I think there are some mistakes in the task.

For example, if "x=y=z=2":

"((x+y+z)\/3)^{x+y+z}=2^6\\geq 3\\times 2^2=x^x+y^y+z^z\\geq(x^2+y^2+z^2)\/(x+y+z)=2."

But there should be another inequality signs.

To my mind, the correct task is as follows.

Prove for natural numbers x, y, z:

"\\left( \\frac{x+y+z}{3} \\right)^{x+y+z}\\leq x^x y^y z^z \\leq \\left( \\frac{x^2+y^2+z^2}{x+y+z} \\right)^{x+y+z}"

Proof:

1) Using inequality between arithmetic and geometric means for "a_1=x,...,a_ x=x, a_{x+1}=y,...,a_{x+y}=y,a_{x+y+1}=z,...,a_{x+y+z}=z,"

we have:

"x^x y^yz^z=a_1a_2...a_{x+y+z} \\leq \\left( \\frac{a_1+a_2+...+a_{x+y+z}}{x+y+z} \\right)^{x+y+z}= \\left( \\frac{x^2+y^2+z^2}{x+y+z} \\right)^{x+y+z}"

2) Using inequality between arithmetic and geometric means for

"a_1=1\/x,...,a_ x=1\/x, a_{x+1}=1\/y,...,a_{x+y}=1\/y,a_{x+y+1}=1\/z,...,a_{x+y+z}=1\/z,"

we have:

"\\left( \\frac{3}{x+y+z} \\right)^{x+y+z}= \\left( \\frac{\\frac{1}{x}+...+\\frac{1}{x}+\\frac{1}{y}+...+\\frac{1}{y}+\\frac{1}{z}+...+\\frac{1}{z}}{x+y+z} \\right)^{x+y+z}\\geq \\left( \\frac{1}{x} \\right)^{x} \\left( \\frac{1}{y} \\right)^{y} \\left( \\frac{1}{z} \\right)^{z}"
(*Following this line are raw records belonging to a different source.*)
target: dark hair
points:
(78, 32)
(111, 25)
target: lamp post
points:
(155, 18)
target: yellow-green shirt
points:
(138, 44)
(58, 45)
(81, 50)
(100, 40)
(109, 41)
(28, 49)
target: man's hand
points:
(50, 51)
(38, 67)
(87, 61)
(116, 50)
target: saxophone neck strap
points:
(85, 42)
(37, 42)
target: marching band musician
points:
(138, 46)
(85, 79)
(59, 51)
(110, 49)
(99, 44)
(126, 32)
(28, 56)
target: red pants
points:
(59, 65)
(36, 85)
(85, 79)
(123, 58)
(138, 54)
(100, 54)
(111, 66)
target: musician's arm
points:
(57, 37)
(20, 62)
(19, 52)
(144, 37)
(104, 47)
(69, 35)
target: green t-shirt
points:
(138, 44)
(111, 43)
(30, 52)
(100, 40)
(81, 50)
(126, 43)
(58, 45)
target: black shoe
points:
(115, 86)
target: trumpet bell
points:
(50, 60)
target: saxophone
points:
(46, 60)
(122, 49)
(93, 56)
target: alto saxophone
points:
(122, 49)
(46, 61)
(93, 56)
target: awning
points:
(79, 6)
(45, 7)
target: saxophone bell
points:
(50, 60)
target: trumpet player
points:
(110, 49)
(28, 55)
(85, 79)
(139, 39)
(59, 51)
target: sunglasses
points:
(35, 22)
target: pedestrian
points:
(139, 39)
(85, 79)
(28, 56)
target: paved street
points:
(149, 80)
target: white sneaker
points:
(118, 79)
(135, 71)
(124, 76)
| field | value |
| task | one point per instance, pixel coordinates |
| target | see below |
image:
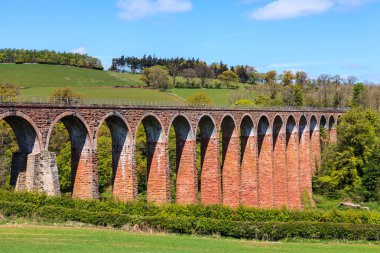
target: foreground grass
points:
(15, 238)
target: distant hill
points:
(41, 80)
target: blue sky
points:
(317, 36)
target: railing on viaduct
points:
(268, 156)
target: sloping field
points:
(67, 239)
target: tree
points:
(203, 72)
(188, 74)
(199, 98)
(287, 78)
(358, 93)
(271, 80)
(350, 168)
(301, 78)
(351, 80)
(159, 77)
(228, 77)
(65, 96)
(8, 92)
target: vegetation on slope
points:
(20, 56)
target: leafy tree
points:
(228, 77)
(301, 78)
(8, 92)
(199, 98)
(203, 72)
(159, 77)
(287, 78)
(358, 93)
(65, 96)
(350, 168)
(188, 74)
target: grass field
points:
(42, 80)
(68, 239)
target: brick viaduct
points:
(267, 157)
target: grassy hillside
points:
(35, 75)
(70, 239)
(42, 80)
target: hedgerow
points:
(218, 212)
(202, 226)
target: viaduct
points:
(267, 157)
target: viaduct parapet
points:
(266, 157)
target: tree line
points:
(20, 56)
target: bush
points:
(203, 226)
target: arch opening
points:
(230, 162)
(20, 144)
(152, 161)
(115, 173)
(292, 164)
(70, 141)
(265, 163)
(208, 160)
(279, 163)
(305, 172)
(183, 172)
(248, 178)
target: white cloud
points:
(79, 50)
(285, 9)
(137, 9)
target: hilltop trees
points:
(351, 167)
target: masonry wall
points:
(256, 170)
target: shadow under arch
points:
(29, 142)
(209, 171)
(265, 163)
(292, 160)
(123, 179)
(184, 179)
(249, 185)
(304, 154)
(279, 162)
(230, 166)
(158, 172)
(83, 175)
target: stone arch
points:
(279, 163)
(210, 175)
(304, 157)
(315, 150)
(265, 162)
(294, 196)
(84, 183)
(332, 129)
(123, 174)
(322, 121)
(331, 122)
(230, 161)
(158, 171)
(248, 176)
(185, 167)
(24, 164)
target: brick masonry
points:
(261, 163)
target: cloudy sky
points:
(318, 36)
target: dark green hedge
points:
(202, 226)
(243, 214)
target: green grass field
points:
(42, 80)
(68, 239)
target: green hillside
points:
(36, 75)
(42, 80)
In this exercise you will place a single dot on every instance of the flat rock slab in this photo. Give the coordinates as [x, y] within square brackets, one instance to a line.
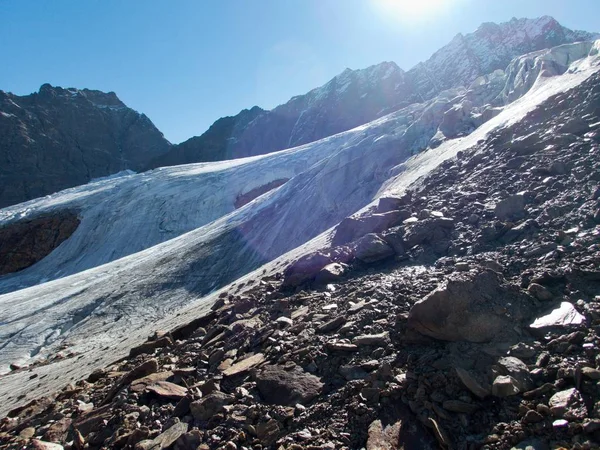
[167, 390]
[168, 437]
[244, 365]
[287, 387]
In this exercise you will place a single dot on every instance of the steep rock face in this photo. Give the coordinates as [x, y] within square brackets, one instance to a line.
[356, 97]
[58, 138]
[24, 243]
[491, 47]
[216, 144]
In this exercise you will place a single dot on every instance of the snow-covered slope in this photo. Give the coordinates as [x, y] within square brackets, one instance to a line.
[194, 240]
[355, 97]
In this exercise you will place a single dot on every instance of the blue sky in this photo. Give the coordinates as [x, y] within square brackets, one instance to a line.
[187, 63]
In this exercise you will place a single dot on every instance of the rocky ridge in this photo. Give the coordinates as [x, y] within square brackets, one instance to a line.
[356, 97]
[59, 138]
[362, 345]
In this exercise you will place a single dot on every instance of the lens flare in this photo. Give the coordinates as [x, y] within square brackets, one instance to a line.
[412, 10]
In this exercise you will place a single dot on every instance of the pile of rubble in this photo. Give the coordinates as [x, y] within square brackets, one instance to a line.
[461, 315]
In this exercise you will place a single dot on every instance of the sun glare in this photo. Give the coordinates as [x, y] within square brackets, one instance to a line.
[411, 10]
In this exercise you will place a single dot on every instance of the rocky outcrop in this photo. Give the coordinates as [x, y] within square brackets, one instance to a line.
[59, 138]
[349, 352]
[26, 242]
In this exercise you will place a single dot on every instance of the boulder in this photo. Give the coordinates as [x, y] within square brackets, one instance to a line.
[511, 207]
[213, 403]
[561, 317]
[392, 203]
[352, 228]
[471, 307]
[471, 383]
[505, 386]
[516, 369]
[381, 438]
[36, 444]
[305, 269]
[568, 404]
[168, 437]
[540, 292]
[331, 272]
[371, 248]
[394, 237]
[287, 387]
[428, 231]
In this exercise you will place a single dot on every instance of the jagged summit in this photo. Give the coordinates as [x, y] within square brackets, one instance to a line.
[355, 97]
[350, 99]
[58, 138]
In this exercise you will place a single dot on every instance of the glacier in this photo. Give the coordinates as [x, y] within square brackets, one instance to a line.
[154, 250]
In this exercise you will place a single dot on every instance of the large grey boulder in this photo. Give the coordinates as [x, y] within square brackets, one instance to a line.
[287, 387]
[474, 308]
[371, 248]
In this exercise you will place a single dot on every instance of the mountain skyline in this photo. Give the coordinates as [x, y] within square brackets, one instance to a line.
[59, 138]
[217, 77]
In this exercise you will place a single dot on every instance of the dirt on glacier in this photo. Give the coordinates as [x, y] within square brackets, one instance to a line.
[470, 321]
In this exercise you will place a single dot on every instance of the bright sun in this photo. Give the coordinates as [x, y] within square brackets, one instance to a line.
[411, 10]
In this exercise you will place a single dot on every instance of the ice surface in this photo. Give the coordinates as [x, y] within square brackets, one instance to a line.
[153, 249]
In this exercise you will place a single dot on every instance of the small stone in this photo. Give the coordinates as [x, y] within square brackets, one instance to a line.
[168, 437]
[460, 407]
[210, 405]
[592, 426]
[332, 325]
[504, 386]
[462, 267]
[341, 346]
[471, 383]
[540, 292]
[27, 433]
[36, 444]
[591, 373]
[284, 322]
[532, 417]
[560, 423]
[568, 404]
[268, 432]
[371, 339]
[531, 444]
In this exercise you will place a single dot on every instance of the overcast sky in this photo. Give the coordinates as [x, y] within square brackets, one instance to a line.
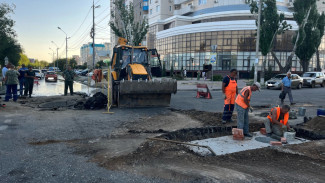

"\\left( \\frac{3}{x+y+z} \\right)^{x+y+z}\\geq \\left( \\frac{1}{x} \\right)^{x} \\left( \\frac{1}{y} \\right)^{y} \\left( \\frac{1}{z} \\right)^{z} \\Rightarrow x^xy^yz^z\\geq \\left( \\frac{x+y+z}{3} \\right)^{x+y+z}"